# Securing workbench shelf/top with pocket holes



## JoeWhite (Feb 8, 2013)

I'm working on a rolling workbench for my shop. I'd like to attach a lower shelf to the 2X4 rails using pocket holes, but I'm having trouble figuring out what to set my jig up for. The 2X4's are vertical, and they will be holding 1/2" MDF for the shelf. I tried setting the jig for the 2X4 settings, but then the 2 1/4" screws are too long, and the others are not long enough. Should I be setting the jig up for 1/2" and then using the 1" screws? Also, am I supposed to use fine, or coarse screws for MDF? I will also be using MDF as the workbench top, built up to 2 1/4" thick, so length of screw won't be as big of an issue as screw type.


----------



## BrandonW (Apr 27, 2010)

There's two different settings that you use when doing the pocket hole set up. One, the collar on the actual drill bit is set for how deep you want it to go, so I'd set that for 3/4 since that's the presumed width of the mdf. The other is the depth for the thickness of the material that the pocket hole is going into, that's on the jig itself. Set that for 1 1/2" because of the width of the 2×4. At least that's how it works on my set up. I hope that made sense.


----------



## BrandonW (Apr 27, 2010)

Also, use coarse thread for MDF. Here's a nice chart from Kreg: http://www.kregtool.com/prodimages/ScrewChart.pdf


----------



## bbasiaga (Dec 8, 2012)

I'm not sure if this is the correct procedure or not, but I have always used my Kreg jig by setting the jig and the drill stop to the depth of the board I'm drilling in to (typically the thinner board).
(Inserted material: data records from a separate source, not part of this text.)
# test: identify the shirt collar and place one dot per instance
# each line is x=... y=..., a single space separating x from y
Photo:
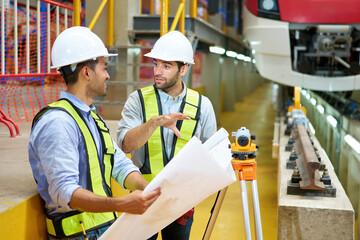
x=178 y=98
x=77 y=102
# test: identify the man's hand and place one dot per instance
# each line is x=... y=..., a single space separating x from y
x=136 y=202
x=137 y=137
x=169 y=120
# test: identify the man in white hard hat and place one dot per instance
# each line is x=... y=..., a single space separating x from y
x=71 y=152
x=157 y=121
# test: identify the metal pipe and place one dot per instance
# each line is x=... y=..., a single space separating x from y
x=256 y=206
x=182 y=18
x=30 y=75
x=57 y=4
x=177 y=16
x=57 y=21
x=65 y=18
x=48 y=37
x=3 y=37
x=297 y=97
x=214 y=213
x=110 y=23
x=28 y=36
x=245 y=206
x=307 y=163
x=16 y=37
x=97 y=14
x=193 y=9
x=152 y=7
x=38 y=42
x=76 y=12
x=164 y=17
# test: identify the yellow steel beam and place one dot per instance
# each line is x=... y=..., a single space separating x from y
x=77 y=11
x=152 y=7
x=97 y=14
x=164 y=17
x=182 y=18
x=177 y=16
x=110 y=37
x=193 y=9
x=297 y=97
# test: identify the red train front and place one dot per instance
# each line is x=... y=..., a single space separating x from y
x=311 y=43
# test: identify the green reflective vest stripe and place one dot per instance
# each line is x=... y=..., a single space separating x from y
x=188 y=127
x=154 y=150
x=155 y=153
x=68 y=224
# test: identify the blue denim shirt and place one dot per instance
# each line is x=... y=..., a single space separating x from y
x=132 y=117
x=58 y=156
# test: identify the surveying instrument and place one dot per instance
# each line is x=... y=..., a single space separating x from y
x=243 y=154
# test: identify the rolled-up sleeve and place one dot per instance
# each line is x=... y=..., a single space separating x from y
x=131 y=117
x=57 y=148
x=123 y=166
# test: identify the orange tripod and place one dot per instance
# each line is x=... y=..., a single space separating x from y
x=243 y=153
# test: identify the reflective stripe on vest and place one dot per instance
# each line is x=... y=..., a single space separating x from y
x=68 y=224
x=155 y=154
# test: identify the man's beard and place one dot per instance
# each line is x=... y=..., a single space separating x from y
x=169 y=84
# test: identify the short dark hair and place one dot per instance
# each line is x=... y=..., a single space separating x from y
x=180 y=64
x=72 y=78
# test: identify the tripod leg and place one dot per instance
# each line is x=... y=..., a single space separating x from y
x=245 y=206
x=256 y=204
x=214 y=213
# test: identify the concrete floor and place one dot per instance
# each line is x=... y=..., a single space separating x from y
x=255 y=113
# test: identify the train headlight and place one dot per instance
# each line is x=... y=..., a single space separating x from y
x=268 y=4
x=268 y=9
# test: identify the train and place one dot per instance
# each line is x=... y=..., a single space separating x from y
x=309 y=43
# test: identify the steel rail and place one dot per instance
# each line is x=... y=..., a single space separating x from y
x=307 y=162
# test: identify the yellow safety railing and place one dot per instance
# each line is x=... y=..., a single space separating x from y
x=179 y=16
x=110 y=20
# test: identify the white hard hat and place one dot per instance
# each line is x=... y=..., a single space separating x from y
x=75 y=45
x=173 y=46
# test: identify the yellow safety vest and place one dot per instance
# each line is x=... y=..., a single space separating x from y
x=68 y=224
x=155 y=153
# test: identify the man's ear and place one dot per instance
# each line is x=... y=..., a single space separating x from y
x=85 y=73
x=184 y=69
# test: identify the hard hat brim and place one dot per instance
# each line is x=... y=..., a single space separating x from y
x=107 y=55
x=150 y=55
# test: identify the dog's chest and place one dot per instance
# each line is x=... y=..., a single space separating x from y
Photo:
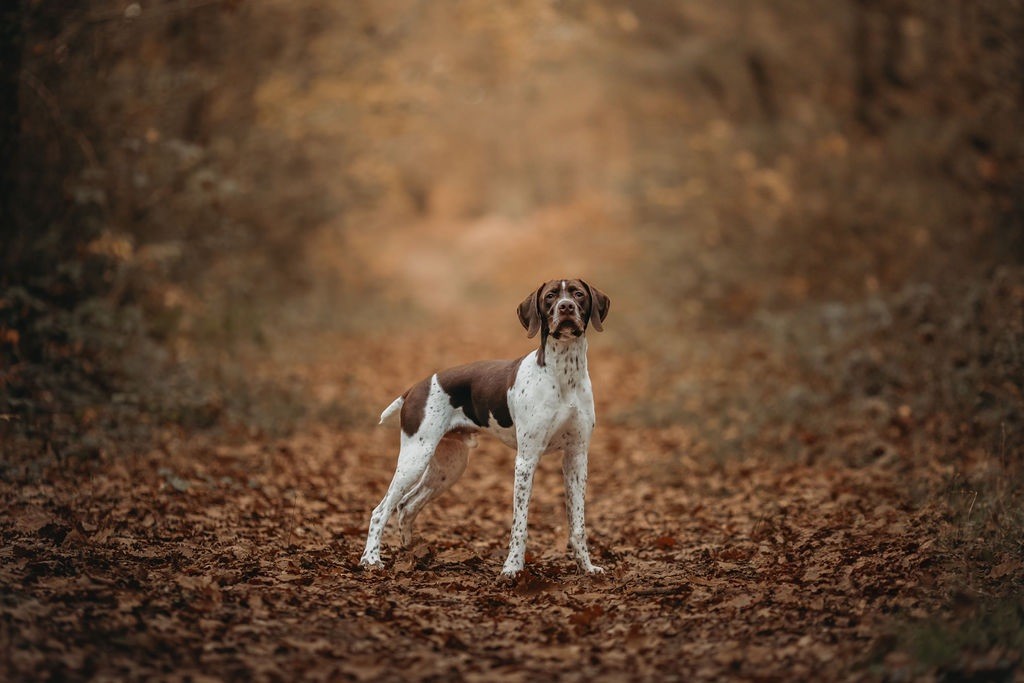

And if I am then screwing to a thicker board I can go up one length of screw (at least) and generally be safe.

-Brian


----------



## JoeWhite (Feb 8, 2013)

Most of the stuff I've seen so far pertains to joining wood perpendicularly, as if making a frame, or joining legs to a rail or something. In this instance, I'm trying to join a very thin shelf top (1/2" MDF) to a very wide rail (2X4). In this instance I have to drill in to the thicker stock, the 2X4 to secure the thinner 1/2" MDF shelf. If I set the drill bit and jig to the 1/2" settings, then the screw will not come through the 2X4 centered. It actually comes through very close to the edge of the 2X4. If I then set the drill bit, and jig to the 1 1/2" setting for the 2X4, the screw comes out centered, but the screws tend to be too long or too short. I guess I'll just have to mix and match settings to see what will actually work. I was hoping someone had a quick solution.


----------



## hotbyte (Apr 3, 2010)

I found this info from 'Dan' on the Kreg site forum a while back.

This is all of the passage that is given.